Indeed. That is why microsoft never got anywhere. Oh.. hang on!

Originally Posted by Picklesworth View Post
Sorry, I am going to take a quick sidestep away from the real topic here...
I think a lot of you folks are jumping to an assumption that OSS is less capable software. Consider for a moment that Google and the US government (as well as numerous government agencies) rely on Linux servers. The French Paramilitary Police and the Swiss school system have recently adopted Ubuntu Linux on the desktop.
I was not considering quality at all in my original post, just the principles.
I prefer to use a BSD OS to run as a server, or even linux for a normal webserver rather than a windows one.
I am not a fan of linux on the desktop (and I feel it shows how one of the major strengths of open source is also one of its weaknesses) but I can see how it suits a number of people in certain circumstances (especially in a business environment)

Originally Posted by Picklesworth View Post
Knowledge of what one's computers are doing for the same reason people hate when cars are difficult to self-service.
Again, back to the car analogy from earlier, most people don't want to service their cars. I can see the advantage of choice, but when my car breaks I really don't want to fix it. Also considering that one of my cars is quite fast and powerful, it would present a considerable hazard to other road users if I did!

Originally Posted by Picklesworth View Post
It is also, actually, quite often better in some respects that are rarely met from closed software. A major open source project (like GNOME) has contributors from a huge variety of places and skills; not just what suits the leaders. The result is great internationalization and unsurpassed usability work.
Actually there is where I have an issue. For me, whereas I don't dispute the internationalisation issues, I find the great variety of places, skills and agendas makes a system that kills usability (for me) lacks any form of coherence or consistency and is very frustrating to use. Keys do one thing in one section, something else somewhere else, and it is completely confusing. My mother could not use any linux I have used. A large number of people I know couldn't use them either.

There is a lot of times where a 'design by committee' approach fails, and you need someone with a vision to ignore what everyone else wants and do what they think is right.

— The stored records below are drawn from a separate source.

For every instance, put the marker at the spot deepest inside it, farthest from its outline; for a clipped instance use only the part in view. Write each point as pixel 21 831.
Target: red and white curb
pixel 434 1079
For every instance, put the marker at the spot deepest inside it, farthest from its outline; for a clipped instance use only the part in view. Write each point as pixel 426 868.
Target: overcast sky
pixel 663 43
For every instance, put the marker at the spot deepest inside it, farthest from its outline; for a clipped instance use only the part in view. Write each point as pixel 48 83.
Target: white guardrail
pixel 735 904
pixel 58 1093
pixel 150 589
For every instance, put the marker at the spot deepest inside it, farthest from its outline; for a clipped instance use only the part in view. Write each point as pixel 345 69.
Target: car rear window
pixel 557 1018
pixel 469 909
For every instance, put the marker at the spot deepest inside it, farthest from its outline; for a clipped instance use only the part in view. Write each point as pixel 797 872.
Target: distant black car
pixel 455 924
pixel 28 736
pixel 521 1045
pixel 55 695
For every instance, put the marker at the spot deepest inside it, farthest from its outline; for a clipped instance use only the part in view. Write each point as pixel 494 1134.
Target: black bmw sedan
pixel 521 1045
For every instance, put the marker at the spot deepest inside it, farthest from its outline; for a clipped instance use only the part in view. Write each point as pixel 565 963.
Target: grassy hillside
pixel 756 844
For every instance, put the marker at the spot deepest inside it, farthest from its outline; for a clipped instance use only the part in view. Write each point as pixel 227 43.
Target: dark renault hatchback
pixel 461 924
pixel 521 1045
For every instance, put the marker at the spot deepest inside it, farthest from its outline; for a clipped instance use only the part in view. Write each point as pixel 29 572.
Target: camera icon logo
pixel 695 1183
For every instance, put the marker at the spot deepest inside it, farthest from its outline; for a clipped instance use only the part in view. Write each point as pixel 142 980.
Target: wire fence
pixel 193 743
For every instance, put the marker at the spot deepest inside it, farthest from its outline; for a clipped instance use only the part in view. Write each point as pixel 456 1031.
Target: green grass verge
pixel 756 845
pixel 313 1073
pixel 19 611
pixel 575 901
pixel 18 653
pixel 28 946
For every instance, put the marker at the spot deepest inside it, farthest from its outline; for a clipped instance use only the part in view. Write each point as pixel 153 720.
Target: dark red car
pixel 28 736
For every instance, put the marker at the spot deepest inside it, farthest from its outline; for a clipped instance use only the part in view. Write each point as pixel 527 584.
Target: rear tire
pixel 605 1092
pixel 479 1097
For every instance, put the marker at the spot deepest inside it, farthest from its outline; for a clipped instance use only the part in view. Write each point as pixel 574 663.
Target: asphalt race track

Originally Posted by Picklesworth View Post
Sometimes open source software is the best choice; being financially cheap is just icing. With that in mind, I think a lot of people think of open source the wrong way; it is not a death sentence. It is a feature!
I agree. Sometimes open source software is the best choice - I have no argument with you. However, it isn't always, and no utopia actually works.
What works is a combination of things, and where the open source model works really well for some things, it can work really badly for something else.